The Stock Price Sucks
Since Facebook went public on May 18, 2012, investors have had another beef with the company – the stock price sucks. Facebook opened high and closed lower, and since then stock performance has gotten only worse. As of August 3, 2012, Facebook’s stock has lost 45% of its value, falling to just $21 from its opening of $38. If you’ve invested any bucks in Facebook stock, it’s likely you’re somewhat disappointed in this performance. (Okay, maybe “disappointed” isn’t the right word; “royally pissed” might be a better descriptor.)

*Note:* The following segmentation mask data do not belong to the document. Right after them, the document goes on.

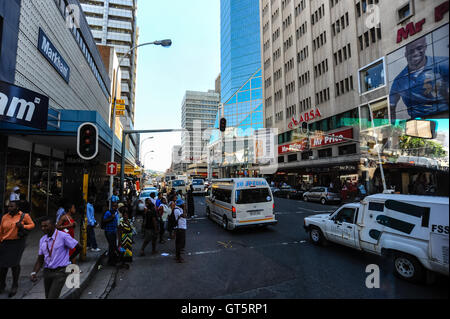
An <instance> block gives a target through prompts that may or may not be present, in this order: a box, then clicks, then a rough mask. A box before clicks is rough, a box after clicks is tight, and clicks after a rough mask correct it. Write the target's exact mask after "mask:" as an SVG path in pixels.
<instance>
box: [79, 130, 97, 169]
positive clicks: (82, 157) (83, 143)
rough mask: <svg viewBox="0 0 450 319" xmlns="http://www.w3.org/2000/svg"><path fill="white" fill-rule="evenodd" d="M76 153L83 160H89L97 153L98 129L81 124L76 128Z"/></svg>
mask: <svg viewBox="0 0 450 319" xmlns="http://www.w3.org/2000/svg"><path fill="white" fill-rule="evenodd" d="M77 153H78V155H79V156H80V157H81V158H82V159H84V160H91V159H93V158H94V157H96V156H97V153H98V129H97V126H95V125H94V124H92V123H83V124H81V125H80V127H79V128H78V135H77Z"/></svg>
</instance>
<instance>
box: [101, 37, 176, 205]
mask: <svg viewBox="0 0 450 319" xmlns="http://www.w3.org/2000/svg"><path fill="white" fill-rule="evenodd" d="M150 44H154V45H161V46H163V47H169V46H171V45H172V40H169V39H166V40H160V41H153V42H147V43H142V44H139V45H136V46H134V47H132V48H131V49H130V50H128V51H127V52H126V53H125V54H124V55H123V56H122V58H121V59H120V60H119V68H120V65H121V64H122V61H123V60H124V59H125V58H126V57H127V56H128V54H130V52H132V51H134V50H136V49H137V48H139V47H142V46H146V45H150ZM118 73H119V72H116V74H115V79H114V84H115V85H114V108H113V122H112V128H111V130H112V137H111V162H114V135H115V131H116V102H117V86H118V83H117V77H118ZM122 156H125V154H122ZM124 169H125V168H124V167H123V166H122V167H121V175H122V172H123V171H124ZM113 184H114V176H112V175H111V176H110V178H109V208H110V209H111V197H112V195H113ZM120 189H121V190H122V189H123V185H120ZM122 196H123V194H122V192H121V194H120V198H121V199H122Z"/></svg>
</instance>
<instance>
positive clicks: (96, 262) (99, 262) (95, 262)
mask: <svg viewBox="0 0 450 319" xmlns="http://www.w3.org/2000/svg"><path fill="white" fill-rule="evenodd" d="M106 253H107V251H104V252H103V253H102V254H101V255H100V256H99V258H97V261H96V262H95V264H94V265H92V266H91V267H90V268H89V270H88V273H89V274H88V276H87V277H86V279H85V280H84V281H83V282H82V283H81V284H80V288H71V289H70V290H69V291H68V292H66V293H65V294H64V295H62V296H60V297H59V299H79V298H80V296H81V294H82V293H83V291H84V290H85V289H86V287H87V286H88V285H89V283H90V282H91V280H92V277H93V276H94V275H95V273H96V272H97V269H98V266H99V264H100V262H101V260H102V259H103V257H105V256H106Z"/></svg>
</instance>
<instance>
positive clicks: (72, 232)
mask: <svg viewBox="0 0 450 319" xmlns="http://www.w3.org/2000/svg"><path fill="white" fill-rule="evenodd" d="M64 212H65V214H64V215H62V216H61V218H60V219H59V222H58V223H57V224H56V228H57V229H58V230H61V231H63V232H66V233H68V234H69V235H70V236H71V237H72V238H75V227H76V225H77V223H76V222H75V219H74V217H75V213H76V208H75V204H73V203H70V202H69V203H68V204H65V205H64ZM74 252H75V249H72V250H70V252H69V255H70V256H72V254H73V253H74Z"/></svg>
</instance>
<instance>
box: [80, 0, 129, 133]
mask: <svg viewBox="0 0 450 319" xmlns="http://www.w3.org/2000/svg"><path fill="white" fill-rule="evenodd" d="M80 3H81V7H82V9H83V11H84V14H85V15H86V19H87V21H88V24H89V27H90V28H91V31H92V35H93V37H94V40H95V42H96V43H97V44H100V45H108V46H113V47H114V48H115V50H116V53H117V56H118V58H119V60H120V59H121V58H122V57H123V56H124V55H125V54H126V53H127V52H128V50H130V49H131V48H132V47H134V46H136V45H137V44H138V28H137V26H136V11H137V0H96V1H91V0H80ZM136 61H137V50H135V51H134V52H131V53H130V54H129V55H128V56H127V57H126V58H124V59H123V61H122V63H121V64H120V69H121V73H122V74H121V79H122V82H121V98H122V99H123V100H125V107H126V116H125V117H121V122H122V125H123V127H124V128H125V129H132V128H133V126H134V115H135V90H136Z"/></svg>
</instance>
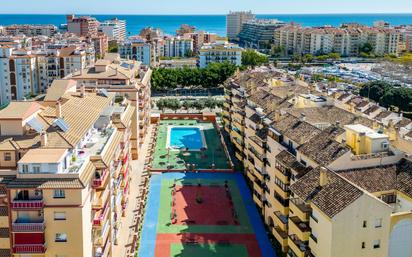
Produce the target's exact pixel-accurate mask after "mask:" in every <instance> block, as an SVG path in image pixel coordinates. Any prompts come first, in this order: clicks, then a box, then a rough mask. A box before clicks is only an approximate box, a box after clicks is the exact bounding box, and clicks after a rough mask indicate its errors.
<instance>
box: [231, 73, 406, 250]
mask: <svg viewBox="0 0 412 257" xmlns="http://www.w3.org/2000/svg"><path fill="white" fill-rule="evenodd" d="M225 98H226V102H225V104H224V110H223V122H224V127H225V131H226V132H228V133H229V135H230V139H231V142H232V143H233V145H234V147H235V156H236V158H237V159H238V160H239V161H240V162H241V163H242V164H243V166H244V171H245V176H246V177H247V179H248V181H249V185H250V187H251V189H252V191H253V200H254V202H255V203H256V205H257V207H258V208H259V210H260V212H261V214H262V216H263V217H264V219H265V223H266V224H267V225H268V227H269V229H270V231H271V233H272V235H273V237H274V238H275V239H276V242H277V246H278V247H279V248H281V249H282V251H283V252H285V253H287V254H288V256H292V257H295V256H298V257H300V256H325V257H326V256H334V257H335V256H338V257H339V256H342V257H343V256H371V257H372V256H391V257H392V256H402V257H406V256H409V255H410V253H411V252H412V249H411V247H410V243H408V242H407V240H406V239H405V238H408V237H410V236H411V235H412V230H411V224H412V222H411V217H412V212H411V204H412V197H411V196H412V194H411V193H410V192H411V191H409V190H410V189H411V184H410V181H412V171H411V164H412V162H411V160H410V159H408V155H407V154H405V153H404V152H402V151H401V150H399V149H398V148H396V147H395V146H396V145H398V143H399V142H398V141H399V140H403V139H401V138H400V137H399V133H398V131H397V130H396V129H395V127H394V126H393V123H389V124H388V125H387V126H384V125H382V124H380V125H378V124H377V123H376V122H373V121H372V120H369V119H367V118H365V117H362V116H359V115H356V114H354V113H352V112H349V111H347V110H344V109H341V108H338V107H336V106H335V105H334V102H333V100H332V99H329V98H327V97H325V96H323V95H319V93H316V92H315V91H312V88H311V87H310V86H309V85H308V84H306V83H305V82H303V81H301V80H299V79H295V78H293V77H291V76H290V75H287V74H284V73H283V72H281V71H278V70H275V69H272V68H257V69H254V70H251V71H245V72H243V73H237V74H235V76H234V77H233V78H231V79H230V80H228V81H227V84H226V89H225ZM407 143H408V142H405V141H403V144H407ZM409 144H410V142H409Z"/></svg>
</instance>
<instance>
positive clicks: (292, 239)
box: [288, 234, 310, 257]
mask: <svg viewBox="0 0 412 257" xmlns="http://www.w3.org/2000/svg"><path fill="white" fill-rule="evenodd" d="M288 245H289V251H292V252H293V254H295V256H297V257H307V256H309V254H310V249H309V246H308V242H307V241H306V242H303V241H301V240H299V239H298V238H297V237H296V235H294V234H292V235H289V239H288ZM292 256H293V255H292Z"/></svg>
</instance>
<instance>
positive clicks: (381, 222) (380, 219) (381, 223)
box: [375, 218, 382, 228]
mask: <svg viewBox="0 0 412 257" xmlns="http://www.w3.org/2000/svg"><path fill="white" fill-rule="evenodd" d="M380 227H382V219H381V218H379V219H375V228H380Z"/></svg>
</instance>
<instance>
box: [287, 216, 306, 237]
mask: <svg viewBox="0 0 412 257" xmlns="http://www.w3.org/2000/svg"><path fill="white" fill-rule="evenodd" d="M310 231H311V229H310V227H309V222H302V221H301V220H300V219H299V218H298V217H296V216H294V217H289V233H291V234H295V235H296V236H297V238H298V239H299V240H301V241H308V240H309V236H310Z"/></svg>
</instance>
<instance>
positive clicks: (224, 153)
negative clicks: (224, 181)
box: [150, 120, 233, 172]
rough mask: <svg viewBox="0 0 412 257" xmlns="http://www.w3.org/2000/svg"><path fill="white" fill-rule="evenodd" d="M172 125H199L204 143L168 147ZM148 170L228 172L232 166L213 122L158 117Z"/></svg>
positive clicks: (220, 135)
mask: <svg viewBox="0 0 412 257" xmlns="http://www.w3.org/2000/svg"><path fill="white" fill-rule="evenodd" d="M174 126H178V127H179V126H183V127H191V126H192V127H200V128H202V132H203V134H204V140H205V141H206V145H207V147H206V148H205V149H203V150H201V151H190V150H189V151H185V150H175V149H170V148H169V149H168V147H167V146H168V141H169V138H168V137H169V136H168V134H169V133H168V130H169V129H170V128H171V127H174ZM213 164H214V165H213ZM150 170H151V171H152V172H170V171H179V172H184V171H202V172H222V171H225V172H231V171H233V167H232V163H231V161H230V157H229V156H228V153H227V150H226V148H225V146H224V145H223V144H222V137H221V135H220V134H219V132H218V131H217V129H216V128H215V126H214V124H213V123H212V122H201V121H197V120H161V121H160V123H159V125H158V134H157V142H156V147H155V149H154V154H153V160H152V162H151V168H150Z"/></svg>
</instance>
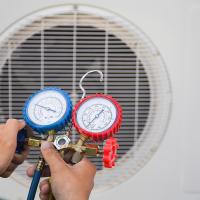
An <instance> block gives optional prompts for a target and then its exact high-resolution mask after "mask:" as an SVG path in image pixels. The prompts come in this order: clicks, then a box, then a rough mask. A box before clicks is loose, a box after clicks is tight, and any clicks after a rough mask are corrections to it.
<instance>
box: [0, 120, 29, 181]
mask: <svg viewBox="0 0 200 200" xmlns="http://www.w3.org/2000/svg"><path fill="white" fill-rule="evenodd" d="M24 126H25V122H24V121H19V120H16V119H9V120H7V122H6V123H5V124H1V125H0V176H1V177H3V178H7V177H9V176H10V175H11V174H12V172H13V171H14V170H15V169H16V168H17V166H18V165H20V164H22V163H23V161H24V160H25V158H26V156H27V154H28V149H27V148H26V149H25V150H24V151H23V152H22V153H21V154H16V153H15V150H16V147H17V134H18V132H19V131H20V130H21V129H22V128H24Z"/></svg>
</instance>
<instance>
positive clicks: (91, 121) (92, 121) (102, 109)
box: [87, 109, 104, 127]
mask: <svg viewBox="0 0 200 200" xmlns="http://www.w3.org/2000/svg"><path fill="white" fill-rule="evenodd" d="M103 111H104V110H103V109H102V110H101V111H100V112H99V113H98V114H96V115H95V117H94V119H92V121H90V122H89V123H88V125H87V127H89V126H90V124H91V123H92V122H93V121H94V120H95V119H97V118H99V116H100V115H101V113H103Z"/></svg>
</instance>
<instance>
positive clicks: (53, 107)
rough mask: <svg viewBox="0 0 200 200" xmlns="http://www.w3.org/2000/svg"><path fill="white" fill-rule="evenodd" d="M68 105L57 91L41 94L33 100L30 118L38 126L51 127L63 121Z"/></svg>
mask: <svg viewBox="0 0 200 200" xmlns="http://www.w3.org/2000/svg"><path fill="white" fill-rule="evenodd" d="M66 104H67V103H66V101H65V99H64V97H63V96H62V95H61V94H60V93H58V92H56V91H45V92H41V93H39V94H38V95H36V96H35V97H33V99H32V100H31V102H30V104H29V107H28V116H29V118H30V119H31V120H32V121H33V122H34V123H36V124H39V125H49V124H52V123H54V122H56V121H58V120H59V119H61V117H62V116H63V115H64V113H65V111H66V107H67V105H66Z"/></svg>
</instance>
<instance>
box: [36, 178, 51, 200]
mask: <svg viewBox="0 0 200 200" xmlns="http://www.w3.org/2000/svg"><path fill="white" fill-rule="evenodd" d="M50 191H51V186H50V184H49V179H46V180H43V181H42V182H41V183H40V194H39V196H40V199H42V200H48V199H49V194H50Z"/></svg>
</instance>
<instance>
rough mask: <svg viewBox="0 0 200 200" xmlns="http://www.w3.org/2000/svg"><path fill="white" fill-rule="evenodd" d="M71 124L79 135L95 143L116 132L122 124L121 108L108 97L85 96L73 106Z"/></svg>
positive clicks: (118, 105) (116, 101) (106, 137)
mask: <svg viewBox="0 0 200 200" xmlns="http://www.w3.org/2000/svg"><path fill="white" fill-rule="evenodd" d="M72 122H73V124H74V127H75V128H76V130H77V131H78V132H79V133H80V134H83V135H85V136H88V137H90V138H92V139H93V140H95V141H99V140H105V139H107V138H109V137H111V136H113V135H114V134H116V133H117V132H118V130H119V128H120V126H121V122H122V108H121V106H120V105H119V103H118V102H117V101H116V100H115V99H114V98H112V97H111V96H109V95H105V94H95V95H91V96H87V97H85V98H83V99H81V100H80V101H79V102H78V103H77V104H76V105H75V107H74V110H73V113H72Z"/></svg>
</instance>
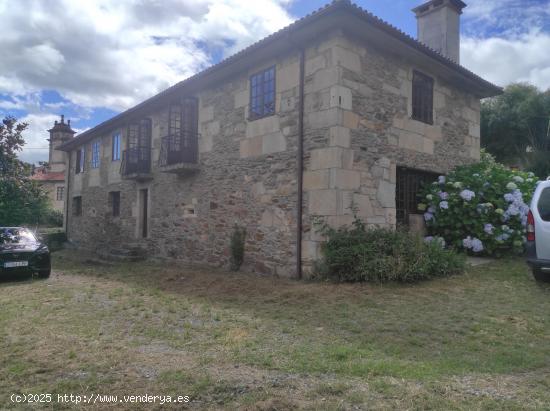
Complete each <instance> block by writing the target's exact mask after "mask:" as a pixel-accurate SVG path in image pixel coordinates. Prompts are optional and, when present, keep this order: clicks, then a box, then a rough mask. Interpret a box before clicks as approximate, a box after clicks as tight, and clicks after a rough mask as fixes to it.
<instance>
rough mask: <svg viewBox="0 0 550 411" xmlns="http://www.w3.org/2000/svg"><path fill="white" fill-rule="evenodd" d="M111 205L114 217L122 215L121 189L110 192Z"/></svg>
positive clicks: (110, 206)
mask: <svg viewBox="0 0 550 411" xmlns="http://www.w3.org/2000/svg"><path fill="white" fill-rule="evenodd" d="M109 205H110V208H111V212H112V215H113V217H118V216H120V191H111V192H109Z"/></svg>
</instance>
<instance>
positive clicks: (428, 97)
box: [412, 70, 434, 124]
mask: <svg viewBox="0 0 550 411" xmlns="http://www.w3.org/2000/svg"><path fill="white" fill-rule="evenodd" d="M433 87H434V80H433V78H431V77H430V76H427V75H425V74H422V73H420V72H418V71H416V70H415V71H414V72H413V83H412V118H413V119H414V120H418V121H422V122H423V123H426V124H433Z"/></svg>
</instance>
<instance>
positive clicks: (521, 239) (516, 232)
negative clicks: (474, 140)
mask: <svg viewBox="0 0 550 411" xmlns="http://www.w3.org/2000/svg"><path fill="white" fill-rule="evenodd" d="M537 180H538V179H537V178H536V177H535V175H534V174H533V173H526V172H521V171H515V170H510V169H508V168H506V167H505V166H503V165H502V164H499V163H497V162H495V160H494V158H493V157H492V156H490V155H489V154H486V153H482V159H481V162H479V163H477V164H472V165H466V166H460V167H457V168H456V169H454V170H453V171H452V172H451V173H449V175H448V176H440V177H439V179H438V180H437V181H435V182H433V183H432V184H431V185H429V186H427V187H425V188H424V191H423V192H422V199H421V203H420V204H419V205H418V209H419V210H420V211H422V212H423V213H424V220H425V221H426V226H427V227H428V232H429V234H430V235H429V236H428V237H426V239H425V241H428V242H431V241H437V242H439V243H441V244H447V245H451V246H454V247H455V248H458V249H463V250H466V251H468V252H469V253H472V254H488V255H498V254H501V253H502V252H503V251H508V250H513V251H515V252H518V253H521V252H523V249H524V243H525V241H526V237H525V227H526V224H527V214H528V212H529V203H530V201H531V197H532V196H533V192H534V190H535V187H536V185H537V183H538V181H537Z"/></svg>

Why is Facebook stock dropping faster than the number of MySpace users? There are a number of factors.
Facebook execs would like you to believe it’s because they’re focusing on the long term instead of short-term performance, and there’s something to that. Wall Street is always focused on the current quarter, and Mark Zuckerberg and his gang don’t roll that way.
But it’s more than that. Probably the biggest problem is that more and more users are accessing Facebook via mobile devices, and Facebook doesn’t have a good track record selling mobile ads. (It doesn’t have that great a record selling web-based ads that actually work, either – which is also part of the problem.) As Facebook becomes more of a mobile platform than a computer one, they’re going to have to figure out how to make money from mobile users. Right now, they really haven’t, and that has investors spooked.
It’s also possible that Facebook took too long to go public, and thus issued stock at the highest point on the curve. That is, the IPO represented the apex of the company’s growth, and there was nowhere to go but down from there. There may be something to it; no company can grow forever, no matter how hot a rocketship it was at one point in time. Let’s face it; Facebook may have peaked.
But Is It as Bad as All That?
Put all the gripes and grievances together and you have a pretty damning list of why a lot of people love to hate Facebook. Still and all, this may just come with the territory; everybody loved Facebook when it was a smaller, more exciting company. Now Facebook is both bigger and more established; it’s part of the problem, not part of the solution. Let’s face it, once your parents and grandparents start using something, it’s no longer hip – and Facebook has become a part of the establishment.
The size thing is also a factor. We all love up and coming companies; we love to root for the underdog. But Facebook is the underdog no more, and thus it’s okay to root against them. I’m not sure we have an up-and-coming competitor to root for as yet (Google+ will never seem like an underdog, even though it really is), but rest assured, some new tech company will come along that catches our fancy and will eventually supplant Facebook, if not in the marketplace itself, in our hearts and minds.
Until then, Facebook is what we have, and what we have to live with. There’s really no comparable alternative to switch to; yes, Pinterest is getting a lot of attention, but it’s not really a replacement for Facebook, just a supplemental service. No, one of the big reasons we love to hate Facebook is because it has us by the short hairs – we really can’t leave, no matter how frustrated we get.
Some of those frustrations are justified, no denying it, but some are just signs of our relation with the site maturing. Yes, we used to love Facebook, but that love has waned over the years. Now we love to hate it, and that’s okay. That’s the way some relationships go.
So we’ll live with Facebook until something better comes along – and complain every step of the way. I’m not sure all the bile is justified, but it certainly gives us all something to unite against. And that’s building an online community of quite a different sort.